Sometimes I wonder if there was a point to something my brother-in-law Allan said when our family lived at his house for a few months during the 2011 flood, something to the effect of what's the point in writing all this down? What's so good about knowing about the past? Or to personalize Ebenezer Scrooge's experience with the Ghost of Christmas Past to me, MY past? I'd like to think that I'm willing to learn from my mistakes so I don't repeat them, and likewise model for my children and household not to make them, but the closer I get to the end of my fifth decade, the more it feels
an exercise of my ego.
I mean, will Sarah and Jeffrey really take the time once I've gone back to heaven to even read some of this stuff? Or share it with their kids so they can see [their] grandfather as more than an eccentric? How cathartic can it be when I'm documenting Scripture readings and prayer requests and not just writing longhand "hey, this is what's going on" with very few connecting threads? Or am I just saying this now because business is dead even though the winds are no longer whipping snow every which way and loose and I'm not in Winston Churchill mode
where I'm so busy I have no time to worry.
I'm not worried, really. Got to more of a Wednesday night Advent service after work last night than I have been to in years; I got there right as offering was taken as met the kids smiling more than they have to me in days (particularly Sarah, who got her homework done without anyone's goading -- but I do need to be careful how I say some of this; Jeffrey read my Monday blog post last night and pointed out something was Sarah's fault that I had said was his based on the information I had at the time).
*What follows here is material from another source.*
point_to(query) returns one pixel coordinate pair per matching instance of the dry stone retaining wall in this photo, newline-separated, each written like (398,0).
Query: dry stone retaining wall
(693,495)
The kids stayed up until Martha got home, or close to it.
Last Wednesday was the snow day when nobody went anywhere.
So practice ran extra for the Christmas cantata, and this morning I got the kids to school and we got to work okay since the City of Minot finally cleared the high piles of snow off the road in front of our house! And now as I stand finishing this post and percolating the wording and post of tomorrow's Ensign (there really IS a thought process going into them, in case you were wondering) I find that as I'm diving into the weekend I want it, besides being a good one for my birthday on Sunday, to be something worth celebrating. Something worth celebrating for me and mine every day.